Le turc mécanique était un automate, créé en 1769 par Johann von Kempelen : il s'agissait d'un mannequin face à une table sur laquelle était disposée un échiquier. Le turc mécanique était capable d'affronter des humains aux échecs avec un succès impressionnant : la légende raconte même qu'il aurait battu Napoléon Bonaparte (qui n'était cependant pas connu pour être un champion aux échecs) en 1809 ainsi que Charles Babbage en 1820. Aux curieux s'interrogeant sur le fonctionnement de l'automate étaient montrées les entrailles de la bête : un assemblage improbable de rouages. Mais comment von Kempelen avait-il réussi à mettre au point une machine entièrement mécanique qui irait même jusqu'à faire pâlir notre supercalculateur Big Blue contemporain, victorieux de Kasparov ?

En fait, le secret était tout simplement que l'automate était doté d'une intelligence artificielle... artificielle. Autrement dit, humaine. Un maître d'échecs (de taille modeste bien entendu) prenait place dans le coffre sous la table dans un double-fond, les spectateurs croyant que les rouages remplissaient tout l'espace de la boîte. Il suivait les mouvements de son adversaire grâce à un ingénieux système de ressorts et d'aimants sous l'échiquier principal et reproduisait les coups sur un petit échiquier sous ses yeux : il ordonnait ensuite les coups à jouer à l'automate.

Mais quel rapport avec Amazon ? En fait Amazon (qui n'est pas qu'un simple supermarché virtuel) propose depuis quelques mois un service de turc mécanique (accessible sur le site mturk.com).
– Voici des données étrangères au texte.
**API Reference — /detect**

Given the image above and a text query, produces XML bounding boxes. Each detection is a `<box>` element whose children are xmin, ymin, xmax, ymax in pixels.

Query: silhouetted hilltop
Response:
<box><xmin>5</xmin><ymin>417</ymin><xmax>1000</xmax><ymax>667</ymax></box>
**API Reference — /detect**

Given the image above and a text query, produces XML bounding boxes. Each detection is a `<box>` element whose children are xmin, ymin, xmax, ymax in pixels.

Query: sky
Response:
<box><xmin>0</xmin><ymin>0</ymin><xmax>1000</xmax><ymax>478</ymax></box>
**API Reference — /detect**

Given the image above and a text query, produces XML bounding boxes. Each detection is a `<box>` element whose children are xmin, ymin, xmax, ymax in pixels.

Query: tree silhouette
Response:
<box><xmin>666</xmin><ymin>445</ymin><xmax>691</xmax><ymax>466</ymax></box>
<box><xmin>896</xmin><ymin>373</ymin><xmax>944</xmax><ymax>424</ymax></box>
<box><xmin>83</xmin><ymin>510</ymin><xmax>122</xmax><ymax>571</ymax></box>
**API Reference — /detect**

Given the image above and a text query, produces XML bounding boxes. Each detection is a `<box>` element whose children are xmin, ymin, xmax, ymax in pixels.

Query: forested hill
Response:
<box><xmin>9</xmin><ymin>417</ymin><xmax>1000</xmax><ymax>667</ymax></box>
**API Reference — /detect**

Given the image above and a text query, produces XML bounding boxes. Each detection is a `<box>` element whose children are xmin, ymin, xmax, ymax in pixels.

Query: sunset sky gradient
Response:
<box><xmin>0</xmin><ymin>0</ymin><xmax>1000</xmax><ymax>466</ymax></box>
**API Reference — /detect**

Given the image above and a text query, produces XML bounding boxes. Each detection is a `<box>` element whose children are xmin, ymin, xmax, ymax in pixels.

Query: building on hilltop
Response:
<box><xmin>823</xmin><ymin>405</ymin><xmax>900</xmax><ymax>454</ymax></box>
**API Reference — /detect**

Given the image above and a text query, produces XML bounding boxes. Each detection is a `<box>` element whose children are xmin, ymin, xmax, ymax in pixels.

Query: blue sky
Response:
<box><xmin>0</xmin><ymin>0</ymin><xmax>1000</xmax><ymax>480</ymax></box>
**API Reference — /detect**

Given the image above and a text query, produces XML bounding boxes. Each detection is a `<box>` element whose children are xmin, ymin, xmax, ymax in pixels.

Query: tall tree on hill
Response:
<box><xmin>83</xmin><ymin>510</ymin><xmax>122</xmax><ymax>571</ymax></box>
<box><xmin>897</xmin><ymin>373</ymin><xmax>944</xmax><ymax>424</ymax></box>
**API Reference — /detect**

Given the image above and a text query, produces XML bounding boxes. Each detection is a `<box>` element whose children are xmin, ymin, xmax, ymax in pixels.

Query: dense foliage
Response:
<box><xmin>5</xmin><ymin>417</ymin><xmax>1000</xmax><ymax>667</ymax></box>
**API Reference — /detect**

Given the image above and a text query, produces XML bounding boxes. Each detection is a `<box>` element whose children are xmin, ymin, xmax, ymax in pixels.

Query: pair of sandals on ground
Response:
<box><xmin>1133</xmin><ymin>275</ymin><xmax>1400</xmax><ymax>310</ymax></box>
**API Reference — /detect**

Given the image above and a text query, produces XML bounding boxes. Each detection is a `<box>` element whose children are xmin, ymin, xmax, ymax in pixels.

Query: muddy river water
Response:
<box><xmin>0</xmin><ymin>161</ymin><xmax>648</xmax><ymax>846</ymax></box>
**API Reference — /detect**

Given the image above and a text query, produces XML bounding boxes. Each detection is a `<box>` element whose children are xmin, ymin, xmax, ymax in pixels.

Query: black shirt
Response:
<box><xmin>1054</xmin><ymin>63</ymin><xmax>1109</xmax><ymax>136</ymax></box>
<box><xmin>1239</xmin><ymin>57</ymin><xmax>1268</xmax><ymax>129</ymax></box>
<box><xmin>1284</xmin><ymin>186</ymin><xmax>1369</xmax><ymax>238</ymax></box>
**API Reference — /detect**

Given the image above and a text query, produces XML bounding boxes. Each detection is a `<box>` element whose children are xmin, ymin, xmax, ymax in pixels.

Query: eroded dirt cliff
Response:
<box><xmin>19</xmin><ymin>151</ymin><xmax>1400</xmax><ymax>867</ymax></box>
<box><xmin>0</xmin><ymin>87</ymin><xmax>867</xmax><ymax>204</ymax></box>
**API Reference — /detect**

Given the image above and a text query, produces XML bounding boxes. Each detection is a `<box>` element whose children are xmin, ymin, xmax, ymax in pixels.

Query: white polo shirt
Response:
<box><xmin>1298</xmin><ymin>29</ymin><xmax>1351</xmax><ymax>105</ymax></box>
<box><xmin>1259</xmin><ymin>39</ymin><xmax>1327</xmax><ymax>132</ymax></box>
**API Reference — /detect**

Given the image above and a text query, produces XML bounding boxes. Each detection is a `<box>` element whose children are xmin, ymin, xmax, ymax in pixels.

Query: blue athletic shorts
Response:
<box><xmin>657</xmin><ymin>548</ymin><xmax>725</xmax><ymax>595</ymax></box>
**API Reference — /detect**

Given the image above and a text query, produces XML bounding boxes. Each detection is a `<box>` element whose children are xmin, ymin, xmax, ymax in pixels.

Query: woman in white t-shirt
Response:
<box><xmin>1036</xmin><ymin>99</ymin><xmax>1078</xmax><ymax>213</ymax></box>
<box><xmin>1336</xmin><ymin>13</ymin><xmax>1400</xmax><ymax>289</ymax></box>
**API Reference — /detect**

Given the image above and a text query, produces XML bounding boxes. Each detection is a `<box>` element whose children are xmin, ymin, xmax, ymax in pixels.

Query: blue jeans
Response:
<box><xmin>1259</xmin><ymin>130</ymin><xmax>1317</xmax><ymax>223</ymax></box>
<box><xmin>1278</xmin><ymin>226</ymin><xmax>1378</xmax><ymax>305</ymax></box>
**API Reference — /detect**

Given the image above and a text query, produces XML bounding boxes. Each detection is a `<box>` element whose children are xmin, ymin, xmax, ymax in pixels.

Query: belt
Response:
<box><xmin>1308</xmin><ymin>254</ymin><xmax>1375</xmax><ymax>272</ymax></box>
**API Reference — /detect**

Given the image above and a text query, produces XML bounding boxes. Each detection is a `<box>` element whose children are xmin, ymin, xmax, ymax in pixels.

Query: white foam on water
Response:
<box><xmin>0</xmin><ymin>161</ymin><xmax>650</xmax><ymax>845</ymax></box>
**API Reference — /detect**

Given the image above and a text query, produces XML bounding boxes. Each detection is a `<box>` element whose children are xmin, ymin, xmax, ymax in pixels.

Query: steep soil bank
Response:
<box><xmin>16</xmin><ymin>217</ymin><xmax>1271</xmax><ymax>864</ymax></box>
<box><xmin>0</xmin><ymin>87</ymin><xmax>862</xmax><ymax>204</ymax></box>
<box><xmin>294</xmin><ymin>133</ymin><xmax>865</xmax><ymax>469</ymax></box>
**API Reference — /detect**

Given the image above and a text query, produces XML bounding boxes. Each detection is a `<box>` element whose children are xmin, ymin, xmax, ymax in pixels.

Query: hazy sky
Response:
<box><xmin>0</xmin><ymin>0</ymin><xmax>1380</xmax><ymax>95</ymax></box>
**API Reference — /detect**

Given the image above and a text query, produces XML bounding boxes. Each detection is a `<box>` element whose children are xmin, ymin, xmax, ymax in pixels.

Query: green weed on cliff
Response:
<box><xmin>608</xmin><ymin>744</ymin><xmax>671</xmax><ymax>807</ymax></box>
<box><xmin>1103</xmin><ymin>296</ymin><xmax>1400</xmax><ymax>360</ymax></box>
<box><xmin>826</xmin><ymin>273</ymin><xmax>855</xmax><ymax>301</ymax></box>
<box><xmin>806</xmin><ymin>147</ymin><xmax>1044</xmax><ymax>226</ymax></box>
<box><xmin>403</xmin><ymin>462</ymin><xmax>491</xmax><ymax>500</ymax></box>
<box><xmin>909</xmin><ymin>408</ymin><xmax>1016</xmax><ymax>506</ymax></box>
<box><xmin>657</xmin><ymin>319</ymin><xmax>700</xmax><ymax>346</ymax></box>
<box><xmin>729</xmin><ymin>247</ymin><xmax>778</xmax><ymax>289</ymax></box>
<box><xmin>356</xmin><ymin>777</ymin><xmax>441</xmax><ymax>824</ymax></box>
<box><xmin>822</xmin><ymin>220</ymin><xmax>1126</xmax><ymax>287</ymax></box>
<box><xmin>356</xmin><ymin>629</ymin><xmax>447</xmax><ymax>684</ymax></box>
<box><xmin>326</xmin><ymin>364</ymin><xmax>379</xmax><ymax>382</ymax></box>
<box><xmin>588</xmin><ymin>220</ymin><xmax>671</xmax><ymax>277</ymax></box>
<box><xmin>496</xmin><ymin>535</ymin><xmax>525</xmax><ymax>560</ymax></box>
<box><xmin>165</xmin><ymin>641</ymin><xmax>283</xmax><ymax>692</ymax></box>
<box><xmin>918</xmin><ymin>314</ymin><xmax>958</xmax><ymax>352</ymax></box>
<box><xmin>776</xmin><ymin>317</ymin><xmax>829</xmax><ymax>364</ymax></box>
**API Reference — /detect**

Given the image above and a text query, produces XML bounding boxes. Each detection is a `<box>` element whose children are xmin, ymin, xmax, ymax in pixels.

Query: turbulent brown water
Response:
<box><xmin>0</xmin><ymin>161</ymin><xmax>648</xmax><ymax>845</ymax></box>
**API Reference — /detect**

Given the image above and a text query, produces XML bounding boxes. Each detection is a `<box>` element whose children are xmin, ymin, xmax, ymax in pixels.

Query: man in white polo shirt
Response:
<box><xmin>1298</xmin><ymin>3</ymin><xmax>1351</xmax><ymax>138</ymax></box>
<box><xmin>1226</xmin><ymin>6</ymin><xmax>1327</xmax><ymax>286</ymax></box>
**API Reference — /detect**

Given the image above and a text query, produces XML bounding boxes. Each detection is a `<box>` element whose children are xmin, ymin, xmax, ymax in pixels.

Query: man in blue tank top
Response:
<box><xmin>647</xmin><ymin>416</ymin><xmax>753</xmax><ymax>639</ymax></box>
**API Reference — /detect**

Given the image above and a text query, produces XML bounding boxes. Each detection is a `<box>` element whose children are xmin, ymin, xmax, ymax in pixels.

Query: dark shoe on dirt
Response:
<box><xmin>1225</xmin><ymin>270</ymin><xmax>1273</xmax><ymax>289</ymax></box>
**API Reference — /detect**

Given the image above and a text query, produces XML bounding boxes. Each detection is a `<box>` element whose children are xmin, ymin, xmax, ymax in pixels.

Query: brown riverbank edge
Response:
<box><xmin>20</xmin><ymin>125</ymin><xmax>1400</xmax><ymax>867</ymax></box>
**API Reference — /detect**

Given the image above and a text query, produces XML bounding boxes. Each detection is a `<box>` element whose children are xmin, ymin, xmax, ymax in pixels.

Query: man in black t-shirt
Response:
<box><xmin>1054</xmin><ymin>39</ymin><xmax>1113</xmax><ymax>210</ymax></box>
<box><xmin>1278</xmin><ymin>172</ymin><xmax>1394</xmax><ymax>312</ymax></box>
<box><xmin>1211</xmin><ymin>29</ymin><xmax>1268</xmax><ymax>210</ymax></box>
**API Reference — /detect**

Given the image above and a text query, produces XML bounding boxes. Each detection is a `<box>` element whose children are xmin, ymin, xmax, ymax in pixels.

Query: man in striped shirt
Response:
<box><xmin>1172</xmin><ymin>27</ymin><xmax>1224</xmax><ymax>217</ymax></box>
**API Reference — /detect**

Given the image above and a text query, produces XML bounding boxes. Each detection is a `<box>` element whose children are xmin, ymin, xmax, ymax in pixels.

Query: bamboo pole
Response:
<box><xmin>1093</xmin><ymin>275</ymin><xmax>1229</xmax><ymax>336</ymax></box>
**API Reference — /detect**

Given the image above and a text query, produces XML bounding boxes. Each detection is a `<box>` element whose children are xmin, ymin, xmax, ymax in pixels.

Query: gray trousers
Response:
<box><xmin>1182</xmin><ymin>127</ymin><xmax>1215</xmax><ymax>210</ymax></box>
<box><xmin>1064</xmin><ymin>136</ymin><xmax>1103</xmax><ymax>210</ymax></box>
Il s'agit d'un web-service accessible pour n'importe quel développeur : celui-ci recharge son porte-monnaie virtuel Amazon et soumet, via une API web-service (accessible en SOAP ou XML-RPC) des tâches à accomplir par un humain. Une librairie Java ou pour d'autres langages utilisant ces API est fournie par Amazon.

Des demandeurs fournissent donc au turc mécanique d'Amazon des tâches à accomplir (HIT, Human Intelligence Task) : ensuite, des êtres humains viennent s'inscrire sur le site MTurk pour réaliser ses tâches. Une fois les tâches accomplies, le demandeur peut fournir une note de satisfaction concernant la personne qui l'a accomplie. L'accomplissement de la tâche peut également être appréciée automatiquement, par exemple par la fourniture de réponses concordantes par deux personnes différentes. Il existe également des tâches de qualification, n'apportant pas nécessairement une rémunération, afin de sélectionner les personnes selon leur compétence.

Les HITs pouvant être soumis au service peuvent être de toute sorte : par exemple reconnaître si un objet particulier figure dans une image (une tâche simplissime pour un humain mais encore très hasardeuse pour les systèmes d'intelligence artificielle), traduire un texte (en voyant les résultats fournis par un système automatique, les traducteurs humains n'ont pas encore de soucis à se faire), ... Bref, tout ce que peut faire un humain facilement et qu'un morceau de silicium peine à réaliser. Le demandeur du HIT fixe une récompense pour l'accomplissement de la tâche et Amazon prélève sur celle-ci une commission de 10%, le reste étant reversé à celui ayant réalisé la tâche.

De nombreuses personnes se sont déjà inscrites sur MTurk, mais ce n'est pour l'instant pas l'eldorado attendu. Très peu de HITs sont disponibles, certains étant même des HITs de test (de récompense nulle). Pour ceux qui arriveraient à engranger quelques dollars, ceux-ci sont collectés sur leur compte Amazon : ils peuvent les convertir en bon d'achat Amazon ou se les faire virer sur leur compte bancaire. Apparemment les fournisseurs de HITs doivent être résidents étasuniens ; les résolveurs de HITs pouvant résider dans n'importe quel pays mais les bons d'achat ne peuvent être dépensés que sur le site américain d'Amazon.

On notera également dans le même genre que le turc mécanique d'Amazon, le service Google Answers. Sa philosophie de fonctionnement est néanmoins quelque peu différente : les tâches soumises sont des questions textuelles associées à des récompenses. Ses questions sont posées (généralement) par un humain depuis une interface Web et non par un système de web-service utilisé par une application automatisé.